Let X = min(S, T), Y = max(S, T) for independent exponential ($\lambda$) variables S, T. Let Z = Y - X.

Find the joint density of X and Z. Are they independent? Identify the marginal distributions of X and Z.

Answer 1

Here is an exploration of your problem using simulation in R statistical software, with some additional hints.
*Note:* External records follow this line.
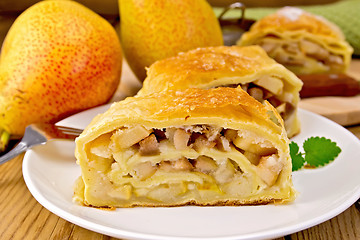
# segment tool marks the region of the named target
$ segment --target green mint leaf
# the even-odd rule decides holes
[[[333,161],[341,149],[330,139],[310,137],[304,142],[305,161],[313,167],[324,166]]]
[[[297,143],[291,142],[289,144],[289,147],[290,147],[290,156],[292,160],[292,171],[294,172],[302,168],[302,166],[304,166],[305,159],[303,158],[301,153],[299,153],[299,146],[297,145]]]

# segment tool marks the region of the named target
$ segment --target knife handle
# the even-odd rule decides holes
[[[360,84],[346,74],[308,74],[298,76],[304,83],[301,98],[320,96],[355,96]]]

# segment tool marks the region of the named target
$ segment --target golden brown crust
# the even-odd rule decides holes
[[[266,32],[268,29],[277,32],[306,31],[314,35],[344,40],[343,33],[335,24],[294,7],[284,7],[262,18],[251,27],[250,31]]]
[[[120,180],[111,178],[108,175],[113,168],[112,164],[121,164],[122,158],[104,160],[94,156],[90,148],[95,139],[98,140],[100,136],[130,126],[140,125],[146,129],[163,129],[167,127],[196,126],[198,124],[248,131],[274,144],[284,163],[277,183],[262,190],[263,195],[260,193],[247,196],[220,194],[218,195],[219,198],[204,200],[197,199],[196,195],[194,197],[190,194],[184,196],[183,199],[179,198],[170,203],[166,201],[162,203],[145,197],[145,199],[136,198],[136,192],[133,193],[134,198],[130,200],[119,199],[116,197],[118,195],[111,194],[116,193],[117,188],[123,186],[121,185],[123,183],[116,182]],[[184,91],[169,90],[145,96],[130,97],[114,103],[104,114],[95,117],[76,139],[75,156],[82,169],[82,178],[79,180],[78,187],[75,188],[77,190],[74,200],[88,206],[98,207],[238,206],[292,201],[294,199],[294,190],[291,182],[288,143],[289,140],[283,127],[283,121],[276,110],[270,104],[265,103],[265,105],[262,105],[241,88],[219,87],[209,90],[193,88]],[[229,153],[221,152],[219,154],[228,156]],[[145,159],[146,156],[144,159],[140,158],[136,161],[141,162]],[[126,161],[124,160],[125,165]],[[246,162],[246,164],[251,163]],[[249,174],[254,174],[252,176],[255,178],[257,177],[252,167],[248,171]],[[116,177],[122,179],[123,175],[116,175]],[[111,179],[115,179],[115,182],[112,182]],[[141,182],[141,184],[145,184],[145,182]],[[230,197],[226,198],[227,196]]]
[[[264,74],[279,75],[295,92],[301,89],[301,80],[276,63],[261,47],[221,46],[198,48],[155,62],[147,70],[148,76],[138,95],[246,83]]]
[[[91,137],[94,139],[105,133],[104,131],[110,132],[119,125],[129,124],[129,121],[133,124],[151,124],[149,127],[163,128],[169,124],[177,126],[219,118],[219,125],[230,124],[234,129],[237,122],[247,121],[249,124],[265,125],[269,131],[280,134],[282,126],[270,120],[268,111],[276,112],[270,105],[264,107],[241,88],[169,90],[128,97],[114,103],[101,117],[93,119],[77,138],[77,142],[82,141],[85,136],[87,141],[91,135],[94,135]],[[223,123],[221,119],[231,122]]]
[[[295,7],[260,19],[237,42],[254,44],[298,75],[345,72],[353,53],[338,26]]]
[[[236,86],[265,76],[276,76],[284,90],[275,95],[295,108],[293,116],[285,121],[288,136],[300,132],[296,108],[302,81],[259,46],[198,48],[157,61],[147,73],[138,96],[166,90]]]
I used $\lambda = 0.1$, so $E(S) = SD(S) = 10$ and $E(T) = SD(T) = 10.$ For a million iterations of your experiment, here are some findings (correct to about three significant digits).

 s = rexp(10^6, .1);  t = rexp(10^6, .1)
 x = pmin(s,t);  y = pmax(s,t)
 z = y - x
 mean(x);  sd(x)
 ## 5.004163  # aprx E(X)
 ## 5.01231   # aprx SD(X)
 mean(y);  sd(y)
 ## 15.0305   # aprx E(Y)
 ## 11.19881  # aprx SD(Y)
 mean(z);  sd(z)
 ## 10.02633  # aprx E(Z) 
 ## 10.01379  # aprx SD(Z)

Here are histograms of the simulated distributions of $X, Y,$ and $Z$. The density curve of $Exp(2\lambda)$ is a good fit to the histogram of $X.$ The distribution of $Y$ is clearly not exponential [notice the shape of the histogram and the fact that $E(Y) \ne SD(Y)$.] The density curve of $Exp(\lambda)$ is a good fit to the histogram of $Z$.

To derive the distribution of $X,$ notice that its CDF is $$ F_X(u) = 1 - P(X > u) = 1- P(S > u)P(T > u) = 1- e^{-\lambda u}e^{-\lambda u} = 1- e^{-2\lambda u},$$ and differentiate the CDF to find the PDF.

To derive the distribution of $Y,$ notice that its CDF is $$ F_Y(u) = P(Y \le u) = P(S \le u)P(T \le u) = \cdots ,$$ and differentiate the CDF to find the (nonexponential) PDF. As a check, you can see that $E(Y) = \frac{1}{2\lambda} + \frac{1}{\lambda}.$ Roughly, the rationale is that the mean is the sum of the waiting time for the minimum [at which time we start the clock again because of the 'no-memory' property] and we wait another $1/\lambda$ unit of time for the second exponential event to occur.

To find the distribution of $Z$ ponder the intuitive rationale above for $E(Y)$ and @Henry's Hint.

This does not answer everything you asked, but I hope it gives you enough hints and intuition to finish the rest for yourself.